Biography of Messiahs and Prophets Moses Part 2

About the famous Biblical prophet Moses, biography and history of the Jewish leader.

MESSIAHS AND PROPHETS

MOSES (c. 1350-1250 B.C.)

There are other difficulties in the biblical account. Moses' adoption by the pharaoh's daughter (Exod. 1:6-2:10) resembles the tales told of other Oriental heroes. His name was probably derived from the Egyptian mose or mosu ("is born," meaning "child of somebody"), not from any Hebrew word. It is also curious that he knew nothing of God until he became a shepherd on Mt. Sinai.
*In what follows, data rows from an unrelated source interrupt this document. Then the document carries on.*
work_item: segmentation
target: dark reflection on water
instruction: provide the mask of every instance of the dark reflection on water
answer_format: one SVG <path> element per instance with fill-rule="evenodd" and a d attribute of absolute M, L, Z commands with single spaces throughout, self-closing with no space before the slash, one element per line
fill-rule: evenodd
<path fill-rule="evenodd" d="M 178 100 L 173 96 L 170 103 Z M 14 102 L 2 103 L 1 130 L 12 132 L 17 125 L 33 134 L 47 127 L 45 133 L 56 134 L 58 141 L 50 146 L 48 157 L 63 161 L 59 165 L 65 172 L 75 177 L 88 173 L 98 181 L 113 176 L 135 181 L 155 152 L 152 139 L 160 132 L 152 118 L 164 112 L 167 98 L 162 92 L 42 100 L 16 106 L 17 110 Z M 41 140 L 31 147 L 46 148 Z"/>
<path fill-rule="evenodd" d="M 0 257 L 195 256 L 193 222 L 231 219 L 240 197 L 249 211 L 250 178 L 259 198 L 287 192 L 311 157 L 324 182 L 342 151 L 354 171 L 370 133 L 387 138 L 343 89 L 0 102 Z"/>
Such objections ignore the most important point of all: The Bible exists. Parts of it are of very ancient origin. Just how ancient can be judged from Moses' song of victory over the Egyptian cavalry (Exod. 15:1-18); it is thought to resemble Canaanite poems that survive from the 14th century B.C.
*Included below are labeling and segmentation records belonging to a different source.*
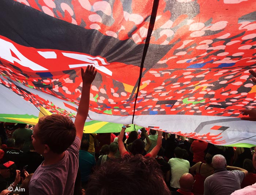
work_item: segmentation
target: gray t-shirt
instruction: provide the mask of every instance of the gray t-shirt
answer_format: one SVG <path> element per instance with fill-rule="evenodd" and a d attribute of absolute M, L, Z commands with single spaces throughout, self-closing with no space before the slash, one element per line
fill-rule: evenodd
<path fill-rule="evenodd" d="M 43 162 L 31 179 L 29 194 L 73 195 L 80 144 L 80 139 L 76 137 L 60 161 L 49 166 L 42 166 Z"/>
<path fill-rule="evenodd" d="M 215 171 L 213 175 L 204 181 L 204 195 L 230 195 L 241 188 L 244 178 L 241 171 L 227 171 L 226 169 Z"/>

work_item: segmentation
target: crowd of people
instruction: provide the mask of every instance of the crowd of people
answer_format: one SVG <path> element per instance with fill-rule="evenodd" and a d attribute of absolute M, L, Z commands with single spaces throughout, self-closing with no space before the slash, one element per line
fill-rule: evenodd
<path fill-rule="evenodd" d="M 120 133 L 83 133 L 96 73 L 92 66 L 82 69 L 74 123 L 54 114 L 34 126 L 0 123 L 1 194 L 256 194 L 254 147 L 152 129 L 126 132 L 128 125 Z M 242 119 L 256 121 L 256 110 L 240 111 Z"/>

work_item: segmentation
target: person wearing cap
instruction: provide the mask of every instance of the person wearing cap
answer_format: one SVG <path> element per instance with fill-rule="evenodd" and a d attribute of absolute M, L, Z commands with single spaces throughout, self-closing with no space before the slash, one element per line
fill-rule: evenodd
<path fill-rule="evenodd" d="M 7 179 L 15 174 L 16 168 L 14 162 L 12 161 L 0 164 L 0 192 L 6 189 Z M 18 184 L 12 184 L 15 186 Z"/>

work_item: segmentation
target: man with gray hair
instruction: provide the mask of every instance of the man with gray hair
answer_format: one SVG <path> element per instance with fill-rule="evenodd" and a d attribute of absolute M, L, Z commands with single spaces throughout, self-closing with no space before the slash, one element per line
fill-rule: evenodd
<path fill-rule="evenodd" d="M 215 171 L 204 181 L 204 195 L 230 195 L 241 189 L 240 185 L 247 171 L 227 166 L 225 157 L 217 154 L 212 157 L 212 165 Z"/>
Although neither Moses nor the Exodus is mentioned in the ancient Egyptian records, conditions were ripe in the late 14th century B.C. for the appearance of a great religious leader among the Jews of Egypt. The Pharaoh Ikhnaton (reigned c. 1375-1358 B.C.) had introduced an enlightened form of monotheism. After his death there was a conservative reaction; Egyptian culture became increasingly dominated by the various priesthoods.

The 19th Dynasty, founded by a military coup about 1335 B.C., was probably the one that "had no knowledge of Joseph" and drafted the Jews as forced labor for construction (Exod. 1:6-9). The pharaohs of this dynasty thought they had good reason to fear resident aliens, for the Egyptian Empire was breaking up under pressure from the Hittite kingdom in the north. Syria, where many of these aliens had relatives, was the principal bone of contention. In the Battle of Kadesh (about 1288 B.C.), the Hittites chased the overconfident young Pharaoh Ramses II out of Syria forever. He compensated by erecting monuments to his "victory" and carrying out a vast public works program.
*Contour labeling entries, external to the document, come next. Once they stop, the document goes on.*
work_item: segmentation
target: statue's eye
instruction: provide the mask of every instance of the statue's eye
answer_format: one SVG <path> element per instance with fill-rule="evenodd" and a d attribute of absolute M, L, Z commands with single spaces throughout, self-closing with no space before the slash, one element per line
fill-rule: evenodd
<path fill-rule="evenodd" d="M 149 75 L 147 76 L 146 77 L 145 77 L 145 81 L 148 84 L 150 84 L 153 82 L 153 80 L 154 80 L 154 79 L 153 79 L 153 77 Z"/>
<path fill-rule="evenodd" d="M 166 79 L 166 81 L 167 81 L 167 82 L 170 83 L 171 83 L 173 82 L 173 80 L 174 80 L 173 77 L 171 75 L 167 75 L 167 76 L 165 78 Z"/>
Moses could have fled Egypt during the reign of Seti I, Ramses' predecessor. The extraordinary thing is that he ever returned. A compelling religious experience--one that made all personal risk appear unimportant--does not seem an unlikely motive.

Without that experience, it is hard to account for Moses the leader; it seems to have inspired everything he did. The Bible hints at its nature by saying Moses came to know God by a new name. This name was Yahweh (YHWH in Semitic writing, which has no vowels). It means "He who causes things to be," in contrast with such traditional names as El 'Elyon ("God Most High") or El Shaddai ("God of the Mountain").

Since Yahweh was everywhere, there could be no images of Him. At the same time, He was what Martin Buber, in his study of Moses, has called a "history god," that is, one who intervenes in human affairs. No other religion knew of such a god; no other pre-Christian religion has remained such a force in history.